Showing that every path can be well-divided?

Question

Let $\gamma: [0,1] \rightarrow S^1$ be a path. We'll say that $\gamma$ is well-divided if there are $a_1,...a_n$ such that:

1. $a_1=0$, $a_n=1$
2. $\forall_{1\leq i < n}: a_i<a_{i+1}$
3. $\forall_{i\neq j} : \gamma(a_i)\neq \gamma(a_j) $
4. $\forall_{1\leq i < n}:||\gamma(a_i) - \gamma(a_{i+1}) ||<1$

I would like to show that every non-constant path is well-divided. I'm not really sure on where to begin in here..and why isn't it correct on a constant path? is it just because of condition #3? without it, it just seems trivial, but correct.

Answer 1

(1) Divide segment [0,1] into finite number of subsegments $I_1,...,I_m$ such that diameter of $\gamma(I_i)$ less than 1.

To find such finite splitting one can simply covers compact [0,1] by open counter images of small (diam < 1) open parts of $S^1$, then transform this covering to covering of open intervals and finally take a finite subcovering consisting of intervals $J_q$ for each of them $\gamma(J_q) < 1$.

(2) For each subsegment $I_i = [u_{i-1}, u_i]$ do the following.

Let $M = \gamma(I_i)$ and $γ_0=γ(u_{i-1})$, $γ_1=γ(u_i)$ and $A \subset [0,1]$ is a finite set which contains of all previously selected points (from all segments $I_j$, j < i, look further).

Take $k-2$ arbitrary distinct points $p_2,...,p_{k-1}$ from $M \setminus (\{γ_0,γ_1\} \cup \gamma(A))$ such that $\|p_i−p_j\|<1$. For each point $p_i$ take one its counter image and order all k-2 counter images. So we get points $γ_0=a^i_1 < a^i_2 ... a^i_{k-1} < a^i_k=γ_1$ $\in$ $I_i$

Merge all such points lists we get required set $a_1,...,a_n$:

$$ \{a_1,...,a_n\} = {\bigcup}_{i=1}^m \{a^i_1,...,a^i_{k_i}\} $$

Answer 2

Fix six points $p_i$ in $S^1$ each a distance $1$ apart.
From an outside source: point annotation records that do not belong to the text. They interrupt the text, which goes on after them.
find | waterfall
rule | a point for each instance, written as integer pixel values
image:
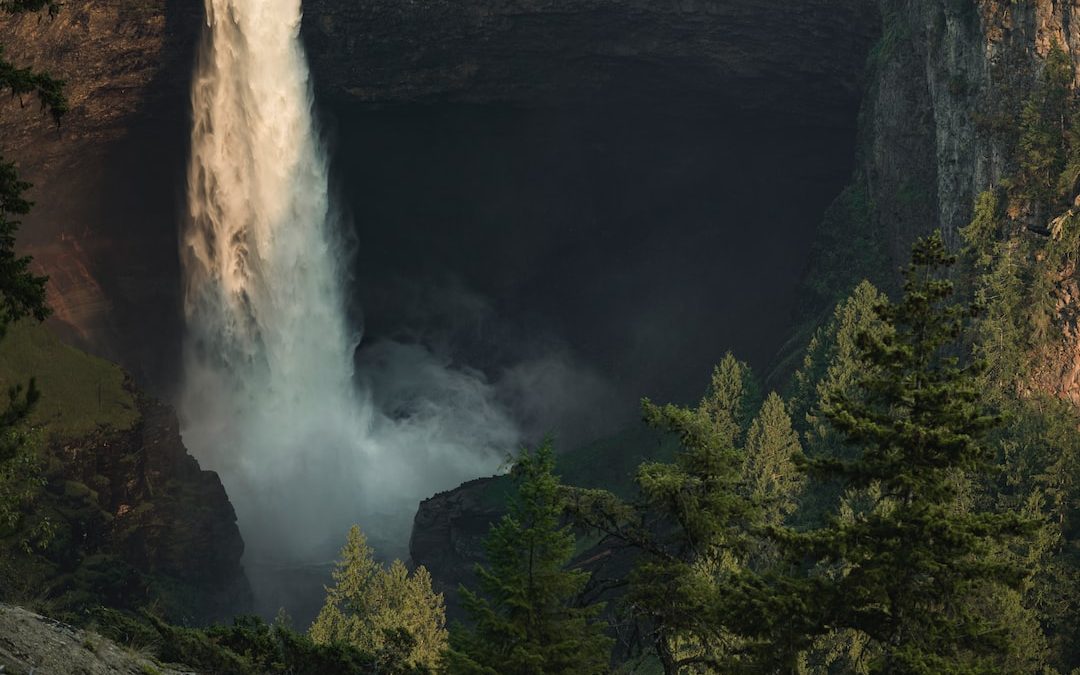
(269, 397)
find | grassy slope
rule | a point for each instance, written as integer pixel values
(80, 393)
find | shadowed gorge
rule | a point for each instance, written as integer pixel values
(525, 337)
(553, 208)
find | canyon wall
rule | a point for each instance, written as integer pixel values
(109, 180)
(944, 73)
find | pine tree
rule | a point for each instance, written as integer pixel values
(915, 559)
(771, 476)
(525, 617)
(387, 612)
(690, 527)
(22, 293)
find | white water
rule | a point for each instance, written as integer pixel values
(269, 399)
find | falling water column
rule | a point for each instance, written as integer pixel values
(268, 400)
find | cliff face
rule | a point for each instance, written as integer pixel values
(109, 183)
(148, 525)
(800, 59)
(943, 70)
(120, 514)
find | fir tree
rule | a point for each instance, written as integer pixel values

Let $U_i$ be the union for points $x\in\gamma^{-1}(p_i)$ of the connected component of $I$ around $x$ mapping to points of distance strictly less than $1$ from $p_i$. Every point of $S^1$ is within distance $1$ of some $p_i$, so the $U_i$ cover $I$. Each $U_i$ is a union of open intervals, so we have an open covering of $I$ with a finite subcover by intervals $I_k$. Each of these intervals was the collection of all points around some $x_k$ mapping to within $1$ of $\gamma(x_k)$, so that the boundary points of the $I_k$ all map to an $p_j$ distinct from $\gamma(x_k)$, with the possible exception of $0$ and $1$.

Choose all these boundary points for your $a_{2i+1}$. Each $\gamma(a_{2i-1})$ is either exactly $1$ or $0$ away from $\gamma(a_{2i+1})$; if $1$ away, there's $a_{2i}$ in between within $1$ of each of them and with $\gamma a_{2i}\neq \gamma_{2i-1},\gamma_{2i+1}$. If $\gamma(a_{2i-1})=p_j=\gamma(a_{2i+1})$ we need to check $\gamma$ is nonconstant on the intervening interval: but the points in $(a_{2i-1},a_{2i+1})$ are strictly within $1$ of some $x_k,$ which can't map to $p_j$ by the definition of the $a$s. So $\gamma$ is nonconstant between our two points, and we can find an appropriate $a_{2i}$.

Note that the reasoning that $\gamma(a_i)\neq \gamma(x_k)$ relies on at least some $a_i$ actually making it all the way to $1$ away from $p_k$-so if for instance $\gamma$ was constant every interval in our original union would be $I$ and we'd get $a_0=0,a_1=1$ with $\gamma$ mapping both to the same place. So condition 3 is needed.